A volte queste debolezze dovrebbero essere affrontate con passi proattivi affinché il pastore cresca. Ma anche se il pastore smemorato imposta promemoria sul suo telefono, le sue carenze saranno evidenti. Anche se il pastore eccessivamente analitico cerca di snellire i processi decisionali, le sue inclinazioni naturali saranno lì. Dovremmo sopportare queste debolezze—proprio come vogliamo che altri sopportino le nostre-sperando che Dio le userà. Come il ferro affila il ferro, i santi imperfetti si affilano l’un l’altro. Le debolezze del tuo pastore che più ti provocano potrebbero essere gli stessi strumenti che Dio sta usando per la tua santificazione.

Le debolezze del tuo pastore che più ti provocano potrebbero essere gli stessi strumenti che Dio sta usando per la tua santificazione.

Perdona il peccato del tuo pastore (Col. 3:13).

Non importa quanto siano devoti, i pastori peccheranno contro i loro congreganti. A volte potrebbero dire parole dure o dare giudizi ingiusti. Possono mostrare orgoglio o agire egoisticamente. Quando i nostri pastori inciampano, siamo ansiosi di sottolineare le loro mancanze? O viviamo come fratelli e sorelle, desiderosi di perdonare e indicarli alla grazia che copre il peccato?

Chi siamo noi per tenere un registro dei torti quando Gesù ha cancellato il registro contro di noi? Chi siamo noi per trattenere il perdono quando Gesù ci ha profuso con esso? Chi siamo noi per ritirarci in cordoni di amarezza quando il nostro Salvatore ci ha cercato nell’amore? Amare i nostri pastori significa uccidere il risentimento quando siamo tentati di nutrirlo, sapendo che “l’amore copre una moltitudine di peccati”(1 Pt. 4:8). Significa perseguirli con fermezza quando preferiremmo ritirarci da loro con rabbia; per gridare il loro peccato con grazia piuttosto che rimproverarli vendicativamente.

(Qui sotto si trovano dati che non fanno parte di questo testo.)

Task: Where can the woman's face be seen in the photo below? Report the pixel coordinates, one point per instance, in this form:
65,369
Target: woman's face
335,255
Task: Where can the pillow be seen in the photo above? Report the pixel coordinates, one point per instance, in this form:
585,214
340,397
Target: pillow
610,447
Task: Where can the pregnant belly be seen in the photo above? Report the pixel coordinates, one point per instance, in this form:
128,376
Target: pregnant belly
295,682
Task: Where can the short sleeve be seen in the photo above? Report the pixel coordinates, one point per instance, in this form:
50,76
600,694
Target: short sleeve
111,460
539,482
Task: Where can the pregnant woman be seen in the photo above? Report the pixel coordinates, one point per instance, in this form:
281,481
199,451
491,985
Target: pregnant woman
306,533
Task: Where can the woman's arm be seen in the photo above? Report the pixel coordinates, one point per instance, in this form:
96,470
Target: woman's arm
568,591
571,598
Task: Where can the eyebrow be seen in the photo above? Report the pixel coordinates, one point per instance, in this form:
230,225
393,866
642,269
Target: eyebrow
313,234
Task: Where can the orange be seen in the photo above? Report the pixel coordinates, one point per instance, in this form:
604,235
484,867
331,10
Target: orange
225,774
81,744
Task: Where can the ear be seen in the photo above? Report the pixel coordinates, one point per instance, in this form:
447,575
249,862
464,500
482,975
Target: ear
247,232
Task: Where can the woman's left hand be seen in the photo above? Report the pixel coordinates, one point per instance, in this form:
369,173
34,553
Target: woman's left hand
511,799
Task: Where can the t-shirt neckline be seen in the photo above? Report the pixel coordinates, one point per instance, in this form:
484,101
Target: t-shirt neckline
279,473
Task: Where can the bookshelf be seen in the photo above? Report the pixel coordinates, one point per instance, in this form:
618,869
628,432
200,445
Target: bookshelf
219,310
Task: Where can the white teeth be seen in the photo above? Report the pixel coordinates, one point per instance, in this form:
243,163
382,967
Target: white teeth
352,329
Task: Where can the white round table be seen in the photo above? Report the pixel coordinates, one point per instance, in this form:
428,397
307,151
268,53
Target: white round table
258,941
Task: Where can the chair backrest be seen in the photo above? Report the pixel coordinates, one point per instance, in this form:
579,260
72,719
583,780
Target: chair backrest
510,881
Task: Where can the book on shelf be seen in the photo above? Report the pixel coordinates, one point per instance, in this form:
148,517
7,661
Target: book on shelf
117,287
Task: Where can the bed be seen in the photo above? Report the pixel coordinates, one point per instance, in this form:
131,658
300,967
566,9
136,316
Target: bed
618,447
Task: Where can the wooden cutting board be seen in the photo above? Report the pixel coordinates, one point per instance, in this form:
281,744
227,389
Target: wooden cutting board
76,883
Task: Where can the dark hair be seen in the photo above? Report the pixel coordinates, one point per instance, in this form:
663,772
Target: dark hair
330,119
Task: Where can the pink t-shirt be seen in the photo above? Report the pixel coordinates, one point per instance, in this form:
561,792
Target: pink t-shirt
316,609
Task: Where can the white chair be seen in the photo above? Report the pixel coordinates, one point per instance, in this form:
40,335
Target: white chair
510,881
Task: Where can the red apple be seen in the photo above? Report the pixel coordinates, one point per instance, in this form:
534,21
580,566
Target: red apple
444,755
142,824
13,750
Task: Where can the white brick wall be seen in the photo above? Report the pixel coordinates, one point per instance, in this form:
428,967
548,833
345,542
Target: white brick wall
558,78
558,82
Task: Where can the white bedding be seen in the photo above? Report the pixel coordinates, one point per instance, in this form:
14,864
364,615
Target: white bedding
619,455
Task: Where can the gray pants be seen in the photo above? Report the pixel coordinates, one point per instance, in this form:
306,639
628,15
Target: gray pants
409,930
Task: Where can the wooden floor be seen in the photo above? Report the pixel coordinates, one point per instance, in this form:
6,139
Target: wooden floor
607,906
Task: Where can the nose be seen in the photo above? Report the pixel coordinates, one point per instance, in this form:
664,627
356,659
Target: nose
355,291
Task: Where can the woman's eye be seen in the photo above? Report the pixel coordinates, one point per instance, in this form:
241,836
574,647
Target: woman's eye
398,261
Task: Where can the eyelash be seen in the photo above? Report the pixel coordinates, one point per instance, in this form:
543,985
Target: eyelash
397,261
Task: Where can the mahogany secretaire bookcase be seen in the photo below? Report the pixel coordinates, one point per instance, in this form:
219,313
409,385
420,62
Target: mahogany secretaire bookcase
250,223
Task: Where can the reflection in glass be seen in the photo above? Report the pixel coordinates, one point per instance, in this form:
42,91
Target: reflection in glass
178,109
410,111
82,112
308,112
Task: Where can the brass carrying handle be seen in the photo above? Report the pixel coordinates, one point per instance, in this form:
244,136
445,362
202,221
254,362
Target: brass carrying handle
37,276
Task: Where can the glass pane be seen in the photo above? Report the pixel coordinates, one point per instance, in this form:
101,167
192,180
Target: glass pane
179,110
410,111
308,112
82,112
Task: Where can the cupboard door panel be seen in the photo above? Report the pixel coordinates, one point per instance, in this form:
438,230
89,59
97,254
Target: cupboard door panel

Rispetta la leadership del tuo pastore (Ebr. 13:17).

In una cultura che adora l’autonomia e si scaglia contro l’autorità, l’idea di “rispettare il tuo pastore” sembra opprimente. Ma la Scrittura lo comanda, ed è per il nostro bene. Dio chiama i pastori alla guida e li ritiene responsabili di gestire la loro autorità con umiltà e pietà. Egli chiama anche le chiese a rispettare e presentare ai loro leader e ci tiene responsabili di farlo con gioia (Eb. 13:17). Dio ha stabilito i pastori come mezzo per estendere il suo provvedimento e la sua protezione. È perché abbiamo fiducia nel Buon Pastore che rispettiamo i pastori pastorali che egli pone su di noi.

È perché confidiamo nel Buon Pastore che rispettiamo i pastori che egli pone su di noi.

Il rispetto non significa che consideriamo i nostri leader infallibili (che è idolatria), o che non affrontiamo mai il peccato (che non è amorevole), o che rifiutiamo l’input nel processo decisionale (che abdica ai nostri ruoli di membri). I membri della Chiesa possono e devono offrire una visione per la costruzione di pastori e chiese. Ma queste opinioni devono essere portate alle persone giuste (lamentarsi con gli altri è ancora pettegolezzo anche se hai “ragione”)—e devono sempre essere portate nella mitezza e nell’amore. Disonoriamo il nostro Re con spiriti di contesa. L’amore ci chiama a tenere le nostre prospettive umilmente, non insistendo sulla nostra strada (1 Cor. 13:4–5).

Quando ci impegneremo ad amare bene i nostri pastori, essi saranno rafforzati, noi saremo santificati e la testimonianza della chiesa sarà diffusa—tutto per la gloria di Cristo.